CARSON CITY -- Voting Friday for higher education funding, Senate Finance Committee members made it clear they're unhappy with a 12.5 percent cut for Nevada's state universities and colleges, even though it's far below a 36 percent cut sought by Gov. Jim Gibbons.

Members voted for subcommittee recommendations that, if combined with possible tuition increases, could reduce the cut to about 10 percent.

Senate Majority Leader Steven Horsford, D-North Las Vegas, said there must be "a real honest effort by all parties, including the business community, to find ways to help us address our revenue structure so we never have to cut this amount from higher education or K-12 again."

"The students that are in these programs believe in their future. They know what their life can be," Horsford said. "But they need the skills, tools and education to get there."

A core group of legislative leaders worked behind closed doors on the budget agreement, which brings the total spending plan for higher education to just under $1.2 billion, compared with Gibbons' $844 million plan.

The lawmakers' action pushes the state spending plan to just under $7 billion for the next two fiscal years. Gibbons proposed a $6.2 billion budget.

Senate Minority Leader Bill Raggio, R-Reno, said he reluctantly supported the school funding plan, saying higher education took a disproportionate cut compared with proposed plans for K-12 spending.

"All of education is important, not just K-12," Raggio said. "My concern is that we shortchanged higher education a little in this process. While they are both important, I feel like we have not achieved parity on funding between these two segments of education."

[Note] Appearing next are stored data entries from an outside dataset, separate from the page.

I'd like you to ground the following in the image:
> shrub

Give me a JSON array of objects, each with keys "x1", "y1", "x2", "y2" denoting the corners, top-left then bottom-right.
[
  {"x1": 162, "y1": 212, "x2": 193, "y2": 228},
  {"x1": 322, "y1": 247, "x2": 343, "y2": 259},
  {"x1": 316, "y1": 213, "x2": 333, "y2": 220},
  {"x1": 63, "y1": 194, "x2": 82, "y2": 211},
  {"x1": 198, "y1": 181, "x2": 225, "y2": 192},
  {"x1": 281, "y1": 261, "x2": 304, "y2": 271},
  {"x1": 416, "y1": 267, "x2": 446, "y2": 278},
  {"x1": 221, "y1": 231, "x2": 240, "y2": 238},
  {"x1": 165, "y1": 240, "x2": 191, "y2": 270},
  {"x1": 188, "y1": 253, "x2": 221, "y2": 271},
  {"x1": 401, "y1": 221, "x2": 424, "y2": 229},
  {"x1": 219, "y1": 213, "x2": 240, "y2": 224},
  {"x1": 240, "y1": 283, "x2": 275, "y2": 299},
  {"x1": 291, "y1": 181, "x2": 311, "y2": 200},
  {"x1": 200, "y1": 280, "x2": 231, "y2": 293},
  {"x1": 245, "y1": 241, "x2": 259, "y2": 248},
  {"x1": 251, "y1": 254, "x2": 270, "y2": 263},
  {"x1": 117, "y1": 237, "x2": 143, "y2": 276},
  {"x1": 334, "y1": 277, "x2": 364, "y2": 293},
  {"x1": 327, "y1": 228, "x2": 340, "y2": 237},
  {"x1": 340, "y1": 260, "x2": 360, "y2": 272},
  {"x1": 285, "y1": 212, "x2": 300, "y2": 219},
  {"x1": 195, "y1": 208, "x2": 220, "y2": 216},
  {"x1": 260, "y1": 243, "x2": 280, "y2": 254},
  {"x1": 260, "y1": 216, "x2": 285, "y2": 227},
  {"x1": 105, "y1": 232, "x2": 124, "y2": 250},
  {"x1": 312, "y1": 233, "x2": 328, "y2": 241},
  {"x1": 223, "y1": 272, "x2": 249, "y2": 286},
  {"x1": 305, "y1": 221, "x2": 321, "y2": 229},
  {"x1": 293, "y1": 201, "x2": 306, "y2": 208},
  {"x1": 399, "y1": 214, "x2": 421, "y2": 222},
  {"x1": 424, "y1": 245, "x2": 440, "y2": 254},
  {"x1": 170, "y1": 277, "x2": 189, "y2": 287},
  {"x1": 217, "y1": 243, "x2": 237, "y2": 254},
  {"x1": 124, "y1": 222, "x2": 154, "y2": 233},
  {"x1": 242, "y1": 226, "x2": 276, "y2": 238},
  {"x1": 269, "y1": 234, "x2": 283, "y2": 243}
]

Sen. Bob Coffin, D-Las Vegas, was the only Finance Committee member to vote no on the spending plan.

"We have taken some steps to take on the problem of addressing the shortfall in funding but we really haven't done all we could this session," Coffin said. "We've had resistance to rectifying this problem from the governor, who has refused to recognize the problem and has been an inactive participant in this process probably since 2007, when he decided what his line in the sand would be as far as funding."